From eyewitnesses at the scene, this aircraft missed the full length of the runway and came down somewhere midway, leaving everyone bewildered as to the impending catastrophe. The impact was so great that the aircraft broke in half.
However, we are thankful to The Almighty that no casualties resulted. Immediately after the impact, the airwaves became inundated with news of Guyana being sanctioned by the International Air and transport Regulators for being shoddy in the conduct of its airport, even my cousin who was not there and knew nothing of the events threw in her lot, stating emphatically, that the airport lacked proper lighting among other sarcastic comments.
The situation was so grave or should I say “everyone” was so sure of Guyana’s negligence that the Prime Minister of Trinidad came to Guyana herself to get a true assessment of the whole affair.In the final analysis we now know that this near tragedy was due to pilot error and not the nonsense that was peddled.
When incidents like the one described above takes place you are forced to reflect as to the worst case scenario or what could have been, which leads me to the main point. Some years ago, I was on a LIAT flight from Barbados to St Lucia when a young lady passenger boarded the plane.

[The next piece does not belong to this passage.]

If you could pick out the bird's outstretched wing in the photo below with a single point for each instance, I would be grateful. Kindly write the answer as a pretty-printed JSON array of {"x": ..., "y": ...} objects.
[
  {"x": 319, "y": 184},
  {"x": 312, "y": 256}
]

Sometime later, one of the pilots came into the cabin and invited her into the cockpit. She readily accepted the invitation, went up front, sat between the two men and an intense conversation ensued between the three; nothing abnormal. However, when it was time to leave, the doors were closed with the young lady still in the cockpit.
This was now abnormal because everyone kept muttering under their breath why was that lady still in the cockpit. I even gathered up courage and asked the stewardess as to the young lady’s presence there, only to be told that “sometimes the pilot may request the presence of female passenger/s on the jump-seat”
She said this to me with a wry smile on her face then walked away. I had planned to lodge a formal complaint to LIAT concerning this matter but the usual procrastination prevented me from doing so.
In hindsight I must blame myself for not writing that letter because who knows what kind of activity was taking place between the trio far removed from piloting the craft let alone passenger safety! We could have had a serious crash; the entire flight thrown into the Atlantic.